Ещё бы ему не знать этот рюкзак. Ведь его ему подогнали неписи в лагере Водяного. Отличная вещь, хорошо приспособленная для комфортной переноски тяжёлой поклажи.
Как так?! Ведь этот рюкзак был припрятан на стабе, в пяти километрах от Стеклокомбината. Неужели Черти не поленились просканировать свежие следы пленников? И как они настолько быстро это провернули?

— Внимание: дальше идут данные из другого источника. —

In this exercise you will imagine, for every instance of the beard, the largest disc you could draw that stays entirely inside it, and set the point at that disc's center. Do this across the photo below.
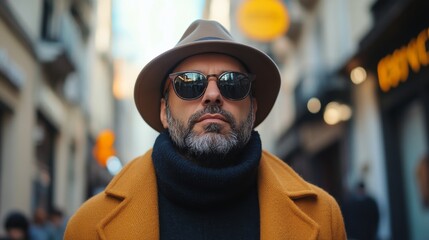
(211, 147)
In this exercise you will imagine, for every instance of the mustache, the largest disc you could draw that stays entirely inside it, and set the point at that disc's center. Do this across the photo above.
(211, 109)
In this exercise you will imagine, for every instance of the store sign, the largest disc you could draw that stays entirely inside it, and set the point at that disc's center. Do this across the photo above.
(395, 68)
(263, 20)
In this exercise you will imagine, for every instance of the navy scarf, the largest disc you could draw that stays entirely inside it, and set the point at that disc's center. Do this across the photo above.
(197, 202)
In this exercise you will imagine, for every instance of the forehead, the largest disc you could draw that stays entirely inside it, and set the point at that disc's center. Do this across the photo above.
(210, 62)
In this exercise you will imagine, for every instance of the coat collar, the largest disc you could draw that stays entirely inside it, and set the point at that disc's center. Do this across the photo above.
(278, 186)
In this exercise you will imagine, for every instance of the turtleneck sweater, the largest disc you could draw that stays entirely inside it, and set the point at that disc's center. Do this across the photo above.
(197, 202)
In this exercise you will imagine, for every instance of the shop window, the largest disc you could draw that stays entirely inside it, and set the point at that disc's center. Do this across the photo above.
(414, 161)
(45, 135)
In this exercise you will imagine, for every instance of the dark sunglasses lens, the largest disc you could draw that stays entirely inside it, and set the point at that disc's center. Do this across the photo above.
(235, 86)
(189, 85)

Получается, у них и правда всё схвачено. Чётко работают. Уж не хуже Водяного и его команды. И это плохо. Чертовски плохо. Это очень сильно бьёт по замыслам Читера. Он и без того не представляет, как их провернуть, а теперь, получается, рискует потерять самые лучшие модификаторы.
Этот рюкзак тянет дорого.
Очень дорого.
На баснословную сумму.
Блин. Знал бы заранее, что так нехорошо попадёт, лучше бы отдал всё Водяному. Пусть с более чем сомнительными перспективами на возврат, но приятнее ему, чем этому козлу рогатому... на всю голову ушибленному.

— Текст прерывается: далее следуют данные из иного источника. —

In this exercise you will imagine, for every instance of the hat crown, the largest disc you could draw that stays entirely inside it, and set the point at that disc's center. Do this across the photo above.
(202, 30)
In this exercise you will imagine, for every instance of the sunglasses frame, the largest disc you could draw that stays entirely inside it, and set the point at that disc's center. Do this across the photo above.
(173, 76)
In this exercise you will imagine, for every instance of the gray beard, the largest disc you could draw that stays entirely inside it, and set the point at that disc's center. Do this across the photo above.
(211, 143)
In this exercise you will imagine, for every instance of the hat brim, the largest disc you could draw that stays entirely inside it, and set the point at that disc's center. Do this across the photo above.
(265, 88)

Но секундная вспышка растерянности тут же погасла, не успев толком разгореться. Читер снова стал предельно сосредоточенным. Он выискивал варианты, перебирая самые фантастические, отвергая их один за другим.
А Трубач между тем продолжал:
– Я не часто имел дело с модами. У меня ведь есть занятия поважнее, чем возня с этой дорогостоящей лотереей. Но я хорошо разбираюсь в ценах. Если кто-то скажет, что за этот рюкзак выйдет меньше полутора миллионов, я прикажу пристрелить этого болтуна, чтобы не позорил нас, избранных, своей глупостью или враньём. Это очень достойные деньги. И как ты обязан понимать, такие деньги не должны принадлежать одному человеку. Это несправедливо. Нет, я не сторонник всеобщей уравниловки, но должен же быть какой-то предел стяжательству. Однако, считаю, что надо уважать чужое право на собственность, если это не противоречит нуждам общества. Если ты достойный избранный, ты заслуживаешь справедливую долю от имущества, которое может и не заработал многолетним трудом, но, тем не менее, оно твоё. Однако, повторюсь, ты должен быть именно достойным. А пока что мне неизвестно, так ли это. Если докажешь, что да, что ты именно такой, мои финансисты оценят стоимость модов, и ты получишь пять процентов. Пять процентов, это достаточно много, чтобы ты смог прекрасно у нас устроиться. Здесь хороший регион, ведь мы следим за порядком. Мои соратники позаботятся о тебе, их помощь не будет лишней в первое время. Если не станешь совершать глупости, со временем у тебя получится занять достойное место в обществе местных избранных. Или даже среди моих соратников. Как знать... Тебе надо как следует подумать над выбором. Или ты уже принял правильное решение?